2016年12月11日日曜日

ボクシング・ルネサンス、岡山がメキシコ初勝利

  第12回ボクシング、ルネサンスが現地時間9日、メキシコシティの日墨会館大広間で開かれ、アマ3試合、プロ6試合が行われた。恒例となった「日墨対決」は2試合。メキシコで2試合連続KO負けの岡山リョウが、ミドル級6回戦に出場。プエブラ出身の21歳、カルロス・メンドーサと対戦した。

 興国高校・近畿大学で50戦近いアマ経験があるサウスポー岡山は、右ジャブが少なく、サイドに動けないので相手の正面に立ってしまい、初回からメキシカンの大きなパンチを被弾する不安定な立ち上がり、しかし、この日の岡山は怯むことなく左ストレートを連射し、試合は一進一退のまま判定に持ち込まれ、僅差の3-0の判定勝ちで岡山の手が上がった。

 もう1試合は日系3世のヨキオ加藤が、L・フライ級8回戦で、テクニシャンのエフレン・バウチスタと対戦。ヨキオは自慢のスピードと技術で、チャップリン(バッタ)の異名を持つバウチスタを初回から攻めるが、バウチスタは、目まぐるしいフットワークとカウンターで応戦し、ヨキオに的を絞らせない。前に出てアグレシブに攻めたヨキオが、やや有利に思われたが、2-1の僅差でバウチスタの手が上がった。

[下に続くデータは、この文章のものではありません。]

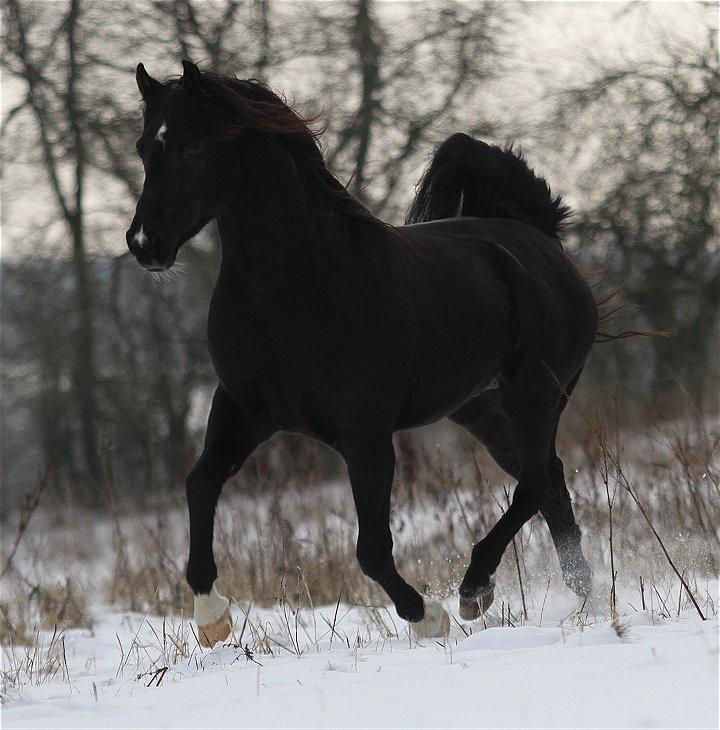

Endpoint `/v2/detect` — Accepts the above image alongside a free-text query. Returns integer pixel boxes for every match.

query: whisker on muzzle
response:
[149,261,188,284]
[150,269,175,284]
[173,261,189,277]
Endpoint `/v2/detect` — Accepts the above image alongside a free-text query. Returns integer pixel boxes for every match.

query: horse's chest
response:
[207,316,258,387]
[207,312,340,434]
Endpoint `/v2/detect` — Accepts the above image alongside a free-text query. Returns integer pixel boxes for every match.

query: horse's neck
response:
[216,135,316,282]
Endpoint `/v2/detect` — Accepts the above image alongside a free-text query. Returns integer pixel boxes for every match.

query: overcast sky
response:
[1,1,714,258]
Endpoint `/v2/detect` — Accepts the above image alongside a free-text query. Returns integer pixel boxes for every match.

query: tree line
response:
[1,1,717,506]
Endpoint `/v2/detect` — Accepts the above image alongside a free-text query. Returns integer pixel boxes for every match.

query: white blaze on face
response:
[133,224,147,248]
[156,121,168,149]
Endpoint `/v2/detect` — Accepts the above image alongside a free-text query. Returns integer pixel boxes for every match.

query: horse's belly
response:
[396,368,500,429]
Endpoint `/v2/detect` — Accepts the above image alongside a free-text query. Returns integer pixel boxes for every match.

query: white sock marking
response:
[194,584,229,627]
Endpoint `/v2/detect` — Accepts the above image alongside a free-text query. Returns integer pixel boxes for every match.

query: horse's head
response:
[125,61,237,271]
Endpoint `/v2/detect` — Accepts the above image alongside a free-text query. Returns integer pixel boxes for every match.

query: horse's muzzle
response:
[125,224,177,271]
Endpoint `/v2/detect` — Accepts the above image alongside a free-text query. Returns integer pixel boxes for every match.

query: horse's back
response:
[398,216,597,354]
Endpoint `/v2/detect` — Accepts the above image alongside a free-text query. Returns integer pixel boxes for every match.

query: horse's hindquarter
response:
[469,219,599,379]
[392,221,517,427]
[394,218,597,426]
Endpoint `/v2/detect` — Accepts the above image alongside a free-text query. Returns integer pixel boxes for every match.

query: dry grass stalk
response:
[608,453,706,621]
[1,394,716,683]
[1,464,52,580]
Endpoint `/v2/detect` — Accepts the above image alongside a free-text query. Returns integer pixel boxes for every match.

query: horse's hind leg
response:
[186,385,271,646]
[341,434,449,637]
[451,384,592,616]
[541,370,593,598]
[454,384,559,618]
[543,447,593,598]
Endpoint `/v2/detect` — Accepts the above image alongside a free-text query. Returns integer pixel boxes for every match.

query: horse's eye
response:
[183,142,202,157]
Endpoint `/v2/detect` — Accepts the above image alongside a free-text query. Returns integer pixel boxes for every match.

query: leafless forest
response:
[1,0,718,664]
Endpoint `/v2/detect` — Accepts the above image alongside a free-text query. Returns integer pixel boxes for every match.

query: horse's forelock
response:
[155,74,315,140]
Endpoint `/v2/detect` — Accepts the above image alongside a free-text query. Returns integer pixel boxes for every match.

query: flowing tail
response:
[407,133,665,343]
[406,133,570,238]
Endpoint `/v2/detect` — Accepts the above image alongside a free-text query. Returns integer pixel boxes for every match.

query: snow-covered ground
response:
[2,599,718,729]
[3,417,718,727]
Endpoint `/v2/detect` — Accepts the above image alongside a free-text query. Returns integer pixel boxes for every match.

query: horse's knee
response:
[356,552,391,581]
[186,465,204,501]
[186,463,222,507]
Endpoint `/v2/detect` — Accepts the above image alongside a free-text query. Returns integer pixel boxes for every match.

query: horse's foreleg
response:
[186,385,269,647]
[342,435,449,637]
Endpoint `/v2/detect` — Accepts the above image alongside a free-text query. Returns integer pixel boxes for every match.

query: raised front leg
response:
[341,435,449,637]
[186,385,271,646]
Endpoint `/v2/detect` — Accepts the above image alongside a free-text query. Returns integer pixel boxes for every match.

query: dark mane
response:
[155,73,391,235]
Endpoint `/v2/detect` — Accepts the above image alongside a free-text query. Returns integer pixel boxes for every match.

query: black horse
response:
[127,60,598,644]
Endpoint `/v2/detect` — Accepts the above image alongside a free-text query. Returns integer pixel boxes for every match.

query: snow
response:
[2,419,718,728]
[3,603,717,729]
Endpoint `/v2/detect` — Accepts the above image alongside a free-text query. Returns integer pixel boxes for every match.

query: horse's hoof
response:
[459,584,495,621]
[194,585,233,647]
[197,607,233,647]
[411,599,450,640]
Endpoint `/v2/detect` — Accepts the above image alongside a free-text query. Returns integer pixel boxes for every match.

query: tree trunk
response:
[350,0,381,199]
[254,0,271,82]
[66,0,103,491]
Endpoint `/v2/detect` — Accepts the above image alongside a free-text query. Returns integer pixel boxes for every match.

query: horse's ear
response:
[136,63,162,103]
[181,59,205,97]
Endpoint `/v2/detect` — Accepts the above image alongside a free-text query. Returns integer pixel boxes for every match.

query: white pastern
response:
[133,224,147,248]
[194,584,230,628]
[156,121,168,149]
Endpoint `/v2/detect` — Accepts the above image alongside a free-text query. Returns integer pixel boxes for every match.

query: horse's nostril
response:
[126,225,159,253]
[125,228,136,251]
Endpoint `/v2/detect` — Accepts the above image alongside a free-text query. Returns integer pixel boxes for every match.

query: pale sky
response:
[1,1,714,258]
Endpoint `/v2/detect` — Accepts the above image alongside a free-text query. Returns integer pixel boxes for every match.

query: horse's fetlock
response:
[186,561,217,595]
[391,586,425,623]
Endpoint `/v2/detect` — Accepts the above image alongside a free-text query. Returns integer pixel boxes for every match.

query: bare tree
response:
[3,0,103,490]
[0,0,516,504]
[320,1,512,220]
[2,1,238,499]
[552,20,720,407]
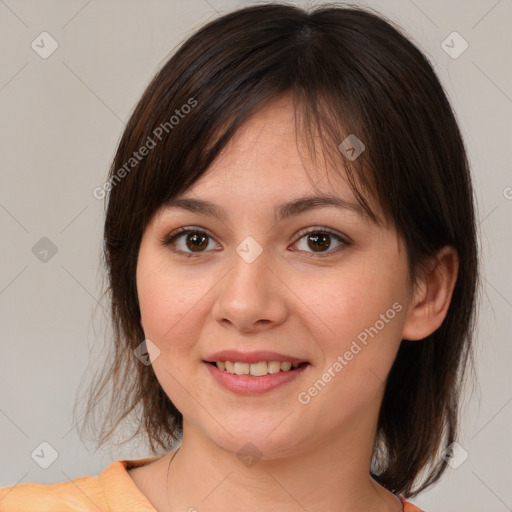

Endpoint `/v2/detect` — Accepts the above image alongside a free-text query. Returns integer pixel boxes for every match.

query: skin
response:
[132,95,458,512]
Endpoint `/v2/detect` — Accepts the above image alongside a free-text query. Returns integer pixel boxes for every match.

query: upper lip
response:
[204,350,308,364]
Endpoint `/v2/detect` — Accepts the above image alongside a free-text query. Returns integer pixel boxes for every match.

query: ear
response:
[402,246,459,341]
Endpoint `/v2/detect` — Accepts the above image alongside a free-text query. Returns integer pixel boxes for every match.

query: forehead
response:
[187,97,354,200]
[163,96,382,225]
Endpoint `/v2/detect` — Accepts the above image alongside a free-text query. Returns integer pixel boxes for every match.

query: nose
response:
[211,242,288,334]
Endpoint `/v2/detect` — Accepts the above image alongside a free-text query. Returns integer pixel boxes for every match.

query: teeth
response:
[267,361,281,374]
[234,362,249,375]
[249,361,268,376]
[214,360,302,376]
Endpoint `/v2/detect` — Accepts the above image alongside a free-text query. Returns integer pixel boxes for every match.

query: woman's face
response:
[136,96,415,459]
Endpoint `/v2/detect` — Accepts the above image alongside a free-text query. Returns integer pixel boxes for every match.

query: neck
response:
[165,419,401,512]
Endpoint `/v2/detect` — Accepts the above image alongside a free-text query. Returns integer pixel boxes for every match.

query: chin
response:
[203,421,307,461]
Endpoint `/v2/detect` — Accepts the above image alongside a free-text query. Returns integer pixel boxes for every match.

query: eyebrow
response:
[164,194,366,222]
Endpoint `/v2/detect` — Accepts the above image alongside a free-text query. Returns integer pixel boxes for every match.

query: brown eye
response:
[307,232,331,252]
[162,227,349,258]
[163,228,217,256]
[293,229,349,256]
[185,232,209,252]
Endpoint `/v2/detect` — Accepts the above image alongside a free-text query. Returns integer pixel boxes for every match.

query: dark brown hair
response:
[79,2,478,498]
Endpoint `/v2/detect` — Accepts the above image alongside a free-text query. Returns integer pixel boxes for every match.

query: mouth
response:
[204,358,311,395]
[205,360,310,377]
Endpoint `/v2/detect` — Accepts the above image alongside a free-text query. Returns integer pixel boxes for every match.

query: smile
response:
[211,360,304,376]
[205,360,310,394]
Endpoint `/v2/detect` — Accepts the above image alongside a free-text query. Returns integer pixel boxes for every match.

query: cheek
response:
[299,254,409,376]
[136,254,210,418]
[305,266,404,334]
[136,248,199,351]
[291,268,407,427]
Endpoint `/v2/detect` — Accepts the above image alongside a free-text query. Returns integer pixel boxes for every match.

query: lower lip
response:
[204,362,310,395]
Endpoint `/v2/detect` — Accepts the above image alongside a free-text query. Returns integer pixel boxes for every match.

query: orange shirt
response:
[0,457,424,511]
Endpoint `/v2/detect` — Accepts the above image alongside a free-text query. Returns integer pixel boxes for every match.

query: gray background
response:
[1,1,511,510]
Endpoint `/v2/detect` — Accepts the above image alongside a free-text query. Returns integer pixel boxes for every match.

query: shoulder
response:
[401,497,426,512]
[0,457,160,512]
[0,474,106,511]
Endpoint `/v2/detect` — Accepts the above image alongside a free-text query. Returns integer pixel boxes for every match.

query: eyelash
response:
[160,226,351,258]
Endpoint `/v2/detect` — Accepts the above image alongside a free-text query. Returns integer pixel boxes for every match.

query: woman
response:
[0,3,478,511]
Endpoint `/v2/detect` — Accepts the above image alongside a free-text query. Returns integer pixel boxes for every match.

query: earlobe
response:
[402,246,459,341]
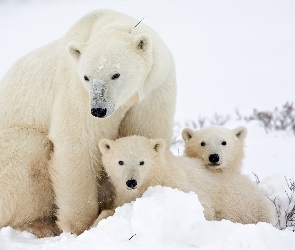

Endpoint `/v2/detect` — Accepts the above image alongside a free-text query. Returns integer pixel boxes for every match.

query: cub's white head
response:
[99,135,166,192]
[182,125,247,172]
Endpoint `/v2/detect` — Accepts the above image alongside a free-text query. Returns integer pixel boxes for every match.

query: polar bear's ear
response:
[67,42,84,61]
[182,128,195,143]
[134,34,152,52]
[152,139,166,153]
[99,138,114,155]
[232,126,248,141]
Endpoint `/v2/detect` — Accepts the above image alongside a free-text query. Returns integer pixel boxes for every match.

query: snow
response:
[2,187,295,250]
[0,0,295,249]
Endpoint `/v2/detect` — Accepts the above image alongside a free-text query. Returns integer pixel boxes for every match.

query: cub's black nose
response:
[126,179,137,189]
[91,108,107,118]
[209,153,220,163]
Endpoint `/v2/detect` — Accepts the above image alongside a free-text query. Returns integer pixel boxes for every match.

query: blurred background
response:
[0,0,294,122]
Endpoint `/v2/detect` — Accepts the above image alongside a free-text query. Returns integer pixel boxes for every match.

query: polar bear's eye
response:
[201,142,206,146]
[118,161,124,165]
[111,73,120,80]
[221,141,227,146]
[84,76,89,81]
[139,161,144,165]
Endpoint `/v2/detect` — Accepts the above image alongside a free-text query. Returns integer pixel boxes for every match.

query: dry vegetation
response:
[254,174,295,231]
[173,102,295,145]
[244,102,295,133]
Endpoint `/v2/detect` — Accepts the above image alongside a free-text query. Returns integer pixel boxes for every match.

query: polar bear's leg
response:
[0,127,54,230]
[48,136,99,235]
[92,209,115,227]
[16,217,61,238]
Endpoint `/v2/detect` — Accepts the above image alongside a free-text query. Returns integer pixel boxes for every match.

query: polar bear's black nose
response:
[126,179,137,189]
[91,108,107,118]
[209,153,220,163]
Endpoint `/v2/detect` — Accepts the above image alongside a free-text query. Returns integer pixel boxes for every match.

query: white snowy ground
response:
[0,0,295,249]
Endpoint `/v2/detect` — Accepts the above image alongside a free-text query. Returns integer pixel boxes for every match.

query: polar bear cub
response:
[182,125,276,224]
[182,125,248,173]
[92,135,214,226]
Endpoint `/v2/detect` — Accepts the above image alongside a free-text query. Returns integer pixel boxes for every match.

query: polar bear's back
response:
[0,40,65,130]
[213,173,275,224]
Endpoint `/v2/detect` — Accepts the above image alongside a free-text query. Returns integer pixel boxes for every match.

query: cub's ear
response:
[67,42,84,60]
[182,128,195,143]
[152,138,166,153]
[134,34,152,52]
[232,126,248,141]
[98,138,114,155]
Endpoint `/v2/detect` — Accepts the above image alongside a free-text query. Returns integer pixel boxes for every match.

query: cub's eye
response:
[201,142,206,146]
[118,161,124,165]
[111,73,120,80]
[221,141,227,146]
[139,161,144,165]
[84,76,89,81]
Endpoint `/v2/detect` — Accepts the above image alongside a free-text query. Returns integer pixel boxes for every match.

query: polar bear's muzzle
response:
[89,79,141,118]
[90,101,115,118]
[90,80,115,118]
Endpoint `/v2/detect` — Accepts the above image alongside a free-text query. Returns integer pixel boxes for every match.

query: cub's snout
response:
[208,153,220,166]
[126,179,137,190]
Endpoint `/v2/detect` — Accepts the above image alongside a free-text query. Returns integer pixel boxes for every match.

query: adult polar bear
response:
[0,10,176,235]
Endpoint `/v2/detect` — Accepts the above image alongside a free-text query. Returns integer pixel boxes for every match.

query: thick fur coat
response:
[0,10,176,235]
[182,125,276,224]
[93,135,215,226]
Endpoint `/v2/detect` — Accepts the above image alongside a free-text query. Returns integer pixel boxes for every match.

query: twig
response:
[129,234,136,240]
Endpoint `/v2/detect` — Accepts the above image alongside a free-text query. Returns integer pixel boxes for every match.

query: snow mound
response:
[1,186,295,250]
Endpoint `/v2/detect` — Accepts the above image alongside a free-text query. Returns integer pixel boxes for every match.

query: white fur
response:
[182,125,247,172]
[0,10,176,235]
[92,135,215,226]
[182,125,276,224]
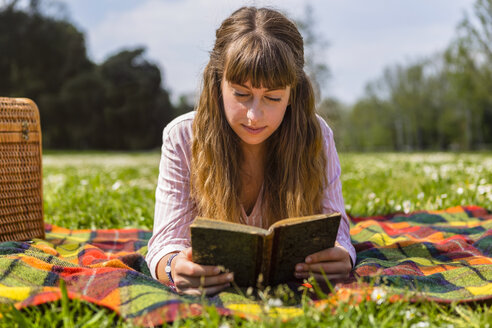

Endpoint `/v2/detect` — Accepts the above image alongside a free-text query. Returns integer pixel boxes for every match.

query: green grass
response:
[341,152,492,217]
[1,152,491,327]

 アマの試合に大阪出身の遠藤健太がL・ウェルター級に登場。サウスポースタイルから繰り出すスピードと強打でメキシカンのフアン・デナードを初回から圧倒して2回KO勝ち。派手なアマデビューを飾った。

 メインイベントは、メキシコの2013年の新人王のロドリゴ・エルナンデスと14年の新人王ダニエル・コルーラが8回戦で激突するメキシコシティ注目の好カード。 ともに24歳の新鋭が初回から激しいパンチの応酬を繰り広げ、会場のボルテージは最高潮に達した。強打を振るって常に前進するロドリゴに対し、ダニエルは左右にフットワークを使いながらスピードと技術で対抗、主審の国際レフェリー、グアダルペ・ガルシアも汗だくになって俊英たちの試合を裁く。7回に、偶然のバッティングで切ったダニエルの左目尻の傷が悪化し、ドクターがストップ、負傷判定の結果、3-0でダニエルの手が上がった。

 次回のボクシング・ルネサンスは来年の3月10日を予定。プロモーターは日本人選手の出場を望んでいる。